Olefin epoxidation catalyzed by [RuIII(TDL)(tmeda)H2O] complexes (TDL = tridentate Schiff-base ligand; tmeda = tetramethylethylenediamine)

Mixed-chelate complexes of ruthenium have been synthesized using tridentate Schiff-base ligands (TDLs) derived from condensation of 2-aminophenol or 2-aminobenzoic acid with aldehydes (salicyldehyde, 2-pyridinecarboxaldehyde), and tmeda (tetramethylethylenediamine). [RuIII(hpsd)(tmeda)(H2O)]+ (1), [RuIII(hppc)(tmeda)(H2O)]2+ (2), [RuIII(cpsd)(tmeda)(H2O)]+ (3) and [RuIII(cppc)(tmeda)(H2O)]2+ (4) complexes (where hpsd2− = N-(hydroxyphenyl)salicylaldiminato); hppc− = N-(2-hydroxyphenylpyridine-2-carboxaldiminato); cpsd2− = (N-(2-carboxyphenyl)salicylaldiminato); cppc− = N-2-carboxyphenylpyridine-2-carboxaldiminato) were characterized by microanalysis, spectral (IR and UV–vis), conductance, magnetic moment and electrochemical studies.

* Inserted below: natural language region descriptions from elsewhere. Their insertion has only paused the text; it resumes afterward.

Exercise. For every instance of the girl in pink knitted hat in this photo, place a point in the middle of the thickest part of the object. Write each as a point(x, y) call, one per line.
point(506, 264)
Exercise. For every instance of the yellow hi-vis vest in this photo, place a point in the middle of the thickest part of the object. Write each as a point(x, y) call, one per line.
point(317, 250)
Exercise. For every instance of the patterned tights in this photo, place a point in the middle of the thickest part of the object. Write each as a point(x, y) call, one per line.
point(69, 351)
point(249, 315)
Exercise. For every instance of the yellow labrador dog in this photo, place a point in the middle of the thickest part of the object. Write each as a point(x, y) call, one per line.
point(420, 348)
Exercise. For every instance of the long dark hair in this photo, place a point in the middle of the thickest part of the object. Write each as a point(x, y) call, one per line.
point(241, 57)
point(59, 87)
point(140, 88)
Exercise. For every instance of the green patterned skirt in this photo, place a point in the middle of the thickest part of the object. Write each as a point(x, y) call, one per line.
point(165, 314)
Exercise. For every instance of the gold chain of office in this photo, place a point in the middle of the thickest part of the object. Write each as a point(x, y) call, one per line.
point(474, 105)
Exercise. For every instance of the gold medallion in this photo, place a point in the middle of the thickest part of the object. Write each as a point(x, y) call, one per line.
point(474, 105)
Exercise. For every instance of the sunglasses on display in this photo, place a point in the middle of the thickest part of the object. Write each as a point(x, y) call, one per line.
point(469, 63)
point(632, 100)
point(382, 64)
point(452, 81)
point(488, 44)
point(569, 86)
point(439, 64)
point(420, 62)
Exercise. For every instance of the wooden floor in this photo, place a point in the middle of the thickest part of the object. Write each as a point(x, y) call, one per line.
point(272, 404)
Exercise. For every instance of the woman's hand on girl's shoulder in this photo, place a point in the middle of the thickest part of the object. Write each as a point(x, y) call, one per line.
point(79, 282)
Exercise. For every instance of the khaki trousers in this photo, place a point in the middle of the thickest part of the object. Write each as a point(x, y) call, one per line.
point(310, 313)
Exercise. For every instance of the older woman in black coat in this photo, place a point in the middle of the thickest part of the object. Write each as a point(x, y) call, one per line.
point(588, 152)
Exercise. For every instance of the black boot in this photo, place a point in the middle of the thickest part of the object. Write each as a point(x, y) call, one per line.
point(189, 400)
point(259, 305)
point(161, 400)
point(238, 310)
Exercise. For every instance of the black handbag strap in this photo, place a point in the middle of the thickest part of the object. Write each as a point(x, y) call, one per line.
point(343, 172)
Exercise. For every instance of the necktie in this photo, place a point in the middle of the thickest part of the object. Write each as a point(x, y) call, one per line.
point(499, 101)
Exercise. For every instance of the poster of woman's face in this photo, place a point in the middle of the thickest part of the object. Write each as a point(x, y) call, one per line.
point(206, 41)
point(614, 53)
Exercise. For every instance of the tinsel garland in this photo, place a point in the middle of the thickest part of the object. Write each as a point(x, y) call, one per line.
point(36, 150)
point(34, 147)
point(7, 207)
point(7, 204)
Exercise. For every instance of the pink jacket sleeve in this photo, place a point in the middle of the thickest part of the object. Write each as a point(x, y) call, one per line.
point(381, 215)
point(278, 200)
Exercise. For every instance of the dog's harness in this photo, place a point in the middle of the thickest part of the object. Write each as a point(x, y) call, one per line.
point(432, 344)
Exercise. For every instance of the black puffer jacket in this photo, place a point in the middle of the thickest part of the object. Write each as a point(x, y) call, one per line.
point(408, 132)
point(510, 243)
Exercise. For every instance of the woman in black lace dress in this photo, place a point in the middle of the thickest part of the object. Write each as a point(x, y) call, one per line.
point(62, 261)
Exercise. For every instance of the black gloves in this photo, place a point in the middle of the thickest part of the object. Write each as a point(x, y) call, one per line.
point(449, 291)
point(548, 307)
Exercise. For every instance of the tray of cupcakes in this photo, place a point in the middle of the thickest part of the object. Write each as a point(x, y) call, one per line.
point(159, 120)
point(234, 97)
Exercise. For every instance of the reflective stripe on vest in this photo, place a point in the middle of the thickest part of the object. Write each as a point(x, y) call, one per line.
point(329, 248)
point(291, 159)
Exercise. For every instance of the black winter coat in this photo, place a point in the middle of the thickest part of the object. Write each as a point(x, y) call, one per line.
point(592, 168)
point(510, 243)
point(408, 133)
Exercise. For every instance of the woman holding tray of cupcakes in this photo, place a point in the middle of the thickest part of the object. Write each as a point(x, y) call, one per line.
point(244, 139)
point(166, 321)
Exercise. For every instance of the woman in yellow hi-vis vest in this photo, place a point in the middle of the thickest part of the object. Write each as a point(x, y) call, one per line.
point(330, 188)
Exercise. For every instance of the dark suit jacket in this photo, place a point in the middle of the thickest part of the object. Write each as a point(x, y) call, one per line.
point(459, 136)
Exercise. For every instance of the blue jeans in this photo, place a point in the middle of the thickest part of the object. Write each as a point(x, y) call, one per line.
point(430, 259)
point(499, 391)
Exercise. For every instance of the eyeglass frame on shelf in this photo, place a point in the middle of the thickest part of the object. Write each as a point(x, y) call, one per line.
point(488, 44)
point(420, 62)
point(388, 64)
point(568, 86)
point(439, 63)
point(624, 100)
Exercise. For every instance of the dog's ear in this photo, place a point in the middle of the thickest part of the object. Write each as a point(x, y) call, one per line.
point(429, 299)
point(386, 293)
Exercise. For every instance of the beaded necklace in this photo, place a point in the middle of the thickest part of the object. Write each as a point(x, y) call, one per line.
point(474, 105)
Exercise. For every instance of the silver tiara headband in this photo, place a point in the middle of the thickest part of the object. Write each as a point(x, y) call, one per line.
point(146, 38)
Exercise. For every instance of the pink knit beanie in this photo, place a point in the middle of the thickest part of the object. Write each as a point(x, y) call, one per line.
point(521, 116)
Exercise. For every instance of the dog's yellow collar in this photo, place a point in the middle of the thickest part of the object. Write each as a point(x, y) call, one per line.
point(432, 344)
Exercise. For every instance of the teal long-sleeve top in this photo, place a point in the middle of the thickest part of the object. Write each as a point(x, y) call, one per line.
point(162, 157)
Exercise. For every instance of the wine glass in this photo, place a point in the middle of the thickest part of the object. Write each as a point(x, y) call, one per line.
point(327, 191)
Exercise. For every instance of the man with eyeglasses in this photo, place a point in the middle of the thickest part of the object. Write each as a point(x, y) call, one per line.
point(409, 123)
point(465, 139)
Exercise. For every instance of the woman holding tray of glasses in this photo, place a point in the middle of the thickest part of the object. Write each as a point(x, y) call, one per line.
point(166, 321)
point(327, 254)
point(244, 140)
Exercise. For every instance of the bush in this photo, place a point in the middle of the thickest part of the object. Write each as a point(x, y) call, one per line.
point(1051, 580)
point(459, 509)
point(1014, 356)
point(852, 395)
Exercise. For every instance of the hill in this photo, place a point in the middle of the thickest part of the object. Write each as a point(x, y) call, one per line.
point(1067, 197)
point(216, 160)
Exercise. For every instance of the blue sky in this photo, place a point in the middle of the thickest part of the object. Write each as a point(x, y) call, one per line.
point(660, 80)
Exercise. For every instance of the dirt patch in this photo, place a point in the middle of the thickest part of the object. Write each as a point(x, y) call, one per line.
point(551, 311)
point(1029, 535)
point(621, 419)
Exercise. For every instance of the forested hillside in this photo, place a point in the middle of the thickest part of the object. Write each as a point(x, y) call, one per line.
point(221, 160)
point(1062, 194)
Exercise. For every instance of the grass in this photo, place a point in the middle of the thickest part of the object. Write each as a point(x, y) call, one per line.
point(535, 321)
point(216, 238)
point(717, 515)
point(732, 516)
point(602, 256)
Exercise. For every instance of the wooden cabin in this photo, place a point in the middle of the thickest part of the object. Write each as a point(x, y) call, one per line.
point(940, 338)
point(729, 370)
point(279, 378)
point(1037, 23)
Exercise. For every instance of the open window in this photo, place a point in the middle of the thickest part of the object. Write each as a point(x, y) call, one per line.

Complexes 1–4 catalyzed the epoxidation of cyclohexene, styrene, 4-chlorostyrene, 4-methylstyrene, 4-methoxystyrene, 4-nitrostyrene, cis- and trans-stilbenes effectively at ambient temperature using tert-butylhydroperoxide (t-BuOOH) as terminal oxidant. On the basis of Hammett correlation (log krel vs. σ+) and product analysis, a mechanism involving intermediacy of a [Ru–O–OBut] radicaloid species is proposed for the catalytic epoxidation process.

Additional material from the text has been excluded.